A “linking contract” is a candidate contract (if any) with one or more linked claims. A linking contract may be identified for each combination of claim and contract type. Continuing with the example above, for the simple discounted charge contract type with a discount rate of 0.75, that candidate contract would be considered a linking contract of if 1 or more claims (other than the claim used to generate the candidate contract) exist in the claims data where the allowed amount is approximately equal to billed charges multiplied by 0.75. For a contract type of dimension N, a linking contract consists of N coefficients where the N coefficients are specific nonzero numeric values that produce allowed amounts approximately equal to actual allowed amounts for all of the claims linked by the linking contract.
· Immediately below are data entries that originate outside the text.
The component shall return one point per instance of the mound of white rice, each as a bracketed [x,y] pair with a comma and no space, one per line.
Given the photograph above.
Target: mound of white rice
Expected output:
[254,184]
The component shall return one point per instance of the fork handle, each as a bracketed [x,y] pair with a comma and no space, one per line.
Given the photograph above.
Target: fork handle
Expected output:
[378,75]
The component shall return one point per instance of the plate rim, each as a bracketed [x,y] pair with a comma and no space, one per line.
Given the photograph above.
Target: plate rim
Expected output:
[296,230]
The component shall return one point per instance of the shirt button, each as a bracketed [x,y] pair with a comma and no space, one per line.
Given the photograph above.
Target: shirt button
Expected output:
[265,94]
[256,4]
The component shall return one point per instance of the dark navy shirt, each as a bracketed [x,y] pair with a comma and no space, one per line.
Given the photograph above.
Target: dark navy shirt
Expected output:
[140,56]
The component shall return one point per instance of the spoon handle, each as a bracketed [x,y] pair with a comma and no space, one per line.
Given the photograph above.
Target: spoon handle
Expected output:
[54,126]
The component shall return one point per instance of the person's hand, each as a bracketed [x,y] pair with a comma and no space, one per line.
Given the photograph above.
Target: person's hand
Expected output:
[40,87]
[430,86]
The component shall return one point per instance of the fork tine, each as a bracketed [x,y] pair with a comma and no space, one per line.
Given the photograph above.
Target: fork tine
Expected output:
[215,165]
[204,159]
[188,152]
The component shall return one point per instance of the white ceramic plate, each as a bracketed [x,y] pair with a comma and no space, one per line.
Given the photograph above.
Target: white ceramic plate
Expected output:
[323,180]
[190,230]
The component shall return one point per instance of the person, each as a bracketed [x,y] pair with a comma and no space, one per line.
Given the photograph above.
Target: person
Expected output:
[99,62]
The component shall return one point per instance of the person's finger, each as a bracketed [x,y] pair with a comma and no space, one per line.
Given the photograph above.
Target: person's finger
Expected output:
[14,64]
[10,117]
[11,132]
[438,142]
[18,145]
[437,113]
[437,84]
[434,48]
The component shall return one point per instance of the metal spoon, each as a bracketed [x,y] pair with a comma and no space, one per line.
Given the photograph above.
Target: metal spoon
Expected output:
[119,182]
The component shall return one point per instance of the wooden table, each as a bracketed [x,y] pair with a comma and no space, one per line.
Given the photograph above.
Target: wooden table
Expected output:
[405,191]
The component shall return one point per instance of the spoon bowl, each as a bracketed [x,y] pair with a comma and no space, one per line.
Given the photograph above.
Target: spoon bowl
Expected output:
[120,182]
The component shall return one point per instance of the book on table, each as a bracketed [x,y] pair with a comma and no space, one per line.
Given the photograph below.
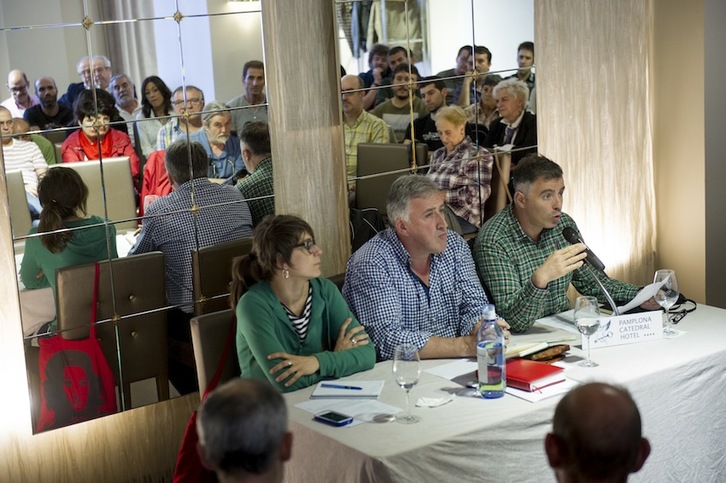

A “best contract” is defined for each claim as the linking contract (possibly null) that links to the largest number of other claims in the claims data. Continuing with the example above, suppose the analyst has specified two contract types: simple discounted charges, and simple per diem. If a given claim links to 20 other claims through the simple discounted charge contract type with a discount rate of 0.75, and the same claim links to only one other claim through the simple per diem with a per diem of $1000, then the best contract for that claim is simple discounted charges with a discount rate of 0.75.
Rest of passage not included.